Lalvani explains that his two main targets for seeking finance are family offices and therefore the private sector. Although there's a growing number of family foundations already engaged in impact investing in some form (more than 1 / 4 of family foundations are now, consistent with a 2019 Global Family Office report from UBS and Campden Research), a number of those Lalvani has encountered might be more flexible and innovative when making investing decisions, he feels. “I sat with some senior bankers during this space to know what this is often about, and tons of it's about asset allocation,” Lalvani says.

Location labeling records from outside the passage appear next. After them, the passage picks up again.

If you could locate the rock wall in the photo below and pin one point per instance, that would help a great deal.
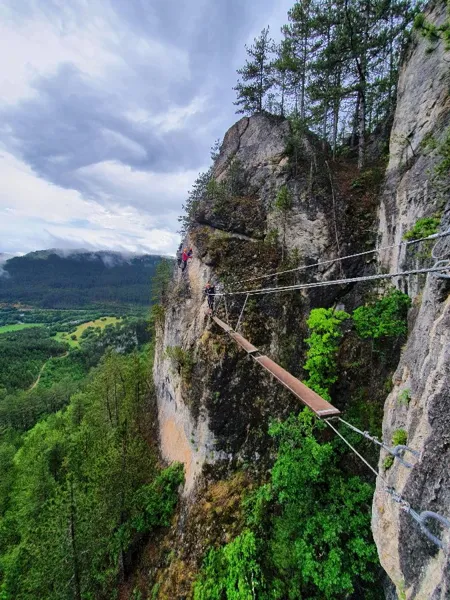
(220, 414)
(423, 110)
(419, 402)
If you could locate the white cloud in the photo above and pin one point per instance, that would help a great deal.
(87, 35)
(172, 118)
(35, 213)
(160, 193)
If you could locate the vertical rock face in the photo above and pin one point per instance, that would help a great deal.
(423, 110)
(213, 410)
(419, 402)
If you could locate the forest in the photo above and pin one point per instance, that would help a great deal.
(81, 487)
(86, 280)
(335, 70)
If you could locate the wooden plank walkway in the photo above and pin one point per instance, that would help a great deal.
(321, 407)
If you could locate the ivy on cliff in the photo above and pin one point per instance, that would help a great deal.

“Let’s take a typical family office where you'll have an amount that you simply will split into different investments, then you'll have your 10% leftover for philanthropic initiatives. the matter today is that impact investing space is competing for money with private equity and risk capital , where they're trying to find multiple times returns. If you attend a family office and say, ‘I’ve got subsequent Uber,’ or ‘I’ve got this water development beginning of Africa.’ Then, they say, ‘You will get 10x your money if the Silicon Valley thing rockets, otherwise you might get your money and a 20% thereon from Africa.’ So, it’s a no brainer , right? But what if you change that impact investing formula to require money for social enterprises from philanthropic funds, saying that you simply can divulge a million to philanthropy and obtain nothing, or that you simply can provides it to those guys [sustainable social entrepreneurs] who will make this measurable impact, and you’ll get the cash again, and you'll provides it again? That’s how i would like to vary the paradigm.”

When it involves working with commercial entities, Lalvani explains that his team targets the companies’ CSR and marketing budgets. One successful cooperation he mentions is with retailer Aldo in Dubai, which donates one dirham for every of its shoe accessory sales to the present cause. However, the most challenge, Lalvani says, comes from how impact investing is defined. “There are so-called three brackets of impact investments,” he says. “One of them, to me, is basically cheating, because it’s once you invest in any huge company, and say that, since the corporate employs 15,000 people, you're making an impression . i feel that’s a touch of a stretch, but some people do that. subsequent big bracket is what they call ESG (environment, social, governance) investing. That’s a true thing, except for me, that ought to even be considered normal investing, and not this special ESG bracket, because I classify that as a ‘do no evil’ approach. If you're not burning the environment, you’re just doing normal business. If you set women on your board, you’re doing what you ought to be doing. The third one is to try to to good, actively. So, let’s find a social challenge that has not been addressed and since of which individuals are suffering, but my point is that this is often where you are doing need to measure returns. In doing that, however, we've the traditional return of investment (ROI), which, for any social enterprise, is 5% or 10 or 20% return over a period of your time , but we try to push for SROI (social ROI) where you check out the entire impact cost of what’s been done. By giving these villages water, children can attend school, women can work, less money is spent on medicine and hospitals, and therefore the whole area prospers. All of that's an ROI. the purpose is that the village goes to urge the return, not you, in order that are often seen as a philanthropic donation.”